Add dulse seaweed for iodine (I add a ~4×4″ piece)
Carrots, Onion, Garlic, Onion, Celery. I keep gallon bags in the freezer marked “scraps” and anytime i’m cutting up any of these, I keep the unwanted “ends” and put it in the freezer bag instead of the compost/garbage. Then when its time to make broth i dump the bag into the pot and done… no waste!
Parsley, Oregano
1 Tbl each Sea Salt and Peppercorns and rosemary
1 Tbl Apple Cider Vinegar to help extract goodness from the bones
Cover with water
Then add lots of water
Cover and Simmer for 24-36 hours. You may need to prop the lid if it starts to spit all over your oven – i use a bamboo skewer for this jammed on the edge.
Strain out and discard all the stuff. Poor liquid into large bowls and allow to cool.

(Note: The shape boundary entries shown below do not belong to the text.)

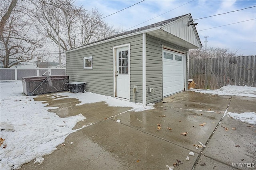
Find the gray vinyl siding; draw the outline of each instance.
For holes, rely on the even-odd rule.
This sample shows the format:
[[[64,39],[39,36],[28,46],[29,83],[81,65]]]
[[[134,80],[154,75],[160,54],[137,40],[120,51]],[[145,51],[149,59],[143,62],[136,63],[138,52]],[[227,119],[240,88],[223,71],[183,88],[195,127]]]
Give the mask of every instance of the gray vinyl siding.
[[[146,37],[146,103],[154,103],[163,99],[162,46],[187,53],[188,49],[147,34]],[[185,84],[187,85],[188,59]],[[154,92],[148,93],[148,88]]]
[[[136,102],[142,102],[142,35],[137,35],[110,41],[66,54],[67,75],[70,82],[87,83],[86,91],[113,96],[113,47],[123,44],[130,44],[130,95],[132,101],[132,88],[139,86]],[[92,69],[84,69],[84,57],[92,56]],[[140,59],[140,57],[141,59]],[[141,67],[140,65],[141,64]],[[136,75],[141,75],[141,78]]]
[[[138,86],[135,102],[142,103],[142,36],[138,36],[137,41],[131,43],[130,53],[130,101],[133,102],[133,88]]]
[[[147,34],[146,42],[146,104],[163,99],[162,46],[154,37]],[[154,89],[149,93],[148,88]]]

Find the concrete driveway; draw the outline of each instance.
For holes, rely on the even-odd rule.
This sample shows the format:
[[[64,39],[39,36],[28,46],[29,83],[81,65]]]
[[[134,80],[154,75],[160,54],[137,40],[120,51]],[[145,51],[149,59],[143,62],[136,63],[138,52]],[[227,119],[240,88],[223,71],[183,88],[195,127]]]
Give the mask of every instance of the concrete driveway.
[[[49,111],[61,117],[83,111],[87,119],[75,128],[92,124],[68,137],[66,145],[44,156],[41,164],[32,161],[22,170],[165,170],[174,164],[174,170],[256,167],[256,126],[224,116],[227,111],[256,112],[255,98],[184,92],[156,104],[154,109],[135,112],[103,102],[78,107],[72,104],[79,102],[75,100],[52,103],[50,97],[40,97],[36,100],[60,106]],[[206,147],[196,147],[202,145],[199,141]]]

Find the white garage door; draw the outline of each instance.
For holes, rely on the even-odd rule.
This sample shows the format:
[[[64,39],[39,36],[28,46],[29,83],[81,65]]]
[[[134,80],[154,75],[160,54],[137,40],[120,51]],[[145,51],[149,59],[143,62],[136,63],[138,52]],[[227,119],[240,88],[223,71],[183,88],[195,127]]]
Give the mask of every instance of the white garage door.
[[[163,50],[163,94],[166,96],[183,91],[185,78],[185,56]]]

Grab a bunch of quart freezer bags. Write “Beef Broth, Month/Year, 4 cups” on several.
Using a ladle and a 4-cup measuring cup, pour 4 cups of broth into each bag. Carefully seal and prop upright into boxes. Transfer to freezer to freeze.
I sometimes make some 2 cuppers and some 4 cups, depending on my recipes. These can be thawed directly in a pot or in the fridge — just be sure to prop them upright in a bowl! Those bags aren’t as trustworthy as though old “bee” commercials led us to believe!